Nevertheless, there are many times where such self-review is necessary, especially as a student, when there are countless applications for auditions, competitions, and festivals. As a masters student, I applied to many chamber music festivals, which often require audition tapes of solo and chamber repertoire. One fall, I was reviewing my videos from prior festivals to see which might be best to send in. That past summer, I had been a pianist at the Norfolk Chamber Music Festival, a wonderful program run by Yale in the middle of nowhere Connecticut. One of the pieces I had performed was the Schumann Piano Quartet in E-flat; my group consisted of three fantastic string players, who were also awesome people (my favorite kind of group). We were coordinating the sharing and editing of the video file, and kvetching about the process. Actually, I was whining, and I probably said something like, “Ugh, I hate watching videos of my own performances. It’s never good enough.” I expected the others to reflect my misery, but instead, Mitch, the cellist, looked at me with genuine bemusement and said, “Why? I’m already better than I was then. Even if I made a recording a week ago, that represents what I did then. I’m past that now.”

I was startled enough to stop complaining (momentarily). Here was a way of thinking that had never occurred to me. I had only thought of recordings as potential failures - there was always something I could do better, always moments of disappointment, always ways in which I fell short of my ideal. In essence, I only used recordings to judge myself against some impossible standard (I’ve written about this before in another context - notice a theme yet?).

What Mitch was suggesting in his offhand, honest response, was that we can and should use feedback as an opportunity for growth and encouragement. The growth part is already evident to most musicians - when watching or listening to yourself, you immediately notice from that more impartial vantage point things you’d like to change and observations you couldn’t have made in the moment. Regular recording and review is utterly indispensable to any musician, and we all know that.

However, the growth benefits are for many of us still dwarfed by the fear of failure, of being faced with our shortcomings. This week’s guru suggested that we lessen that discomfort by adopting the novel idea that every recording is an opportunity for self-encouragement. This is not some fluffy self-talk: the beauty of this idea is that it’s true! Indeed, no matter how I think the performance went, I am better for having done it. We inevitably learn from the act of performing under pressure, whether that is for a live audience or studio microphone, and if we continue to practice in the days following, we are both subconsciously and consciously incorporating those learnings into our craft. As we put in the work, we are better, day after day, than we were before, and the act of recording or performing has propelled us even faster down that path!

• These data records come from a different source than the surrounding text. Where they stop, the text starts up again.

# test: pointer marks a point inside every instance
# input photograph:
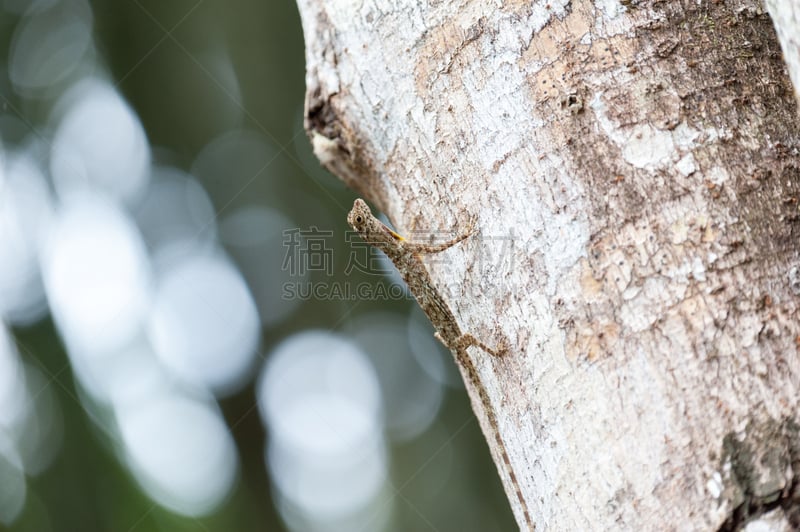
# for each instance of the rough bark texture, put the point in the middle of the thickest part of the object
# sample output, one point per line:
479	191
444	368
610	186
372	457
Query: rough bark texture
786	15
643	156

From that perspective then, the recordings are just markers in time - chances to practice the art of performing, to integrate what we have learned, to acknowledge our progress since earlier markers, and to chart the course towards a better self.

I know: easier said than done, especially for the perfectionists amongst us. I recently received videos from a live performance and immediately started compiling a list of self-doubts: the repertoire was new! the piano wasn't as I expected in the lower register! I missed those notes! Etc. These reflexes are hard to change, but if I shelve the video, I won’t have a chance to see the ways in which I am already past that moment in time. In the area of self-assessment then, as in all parts of my life, I need to develop more of a growth, rather than standards, mindset. It helps that in music, comparing yourself to a perfect standard completely misses the point.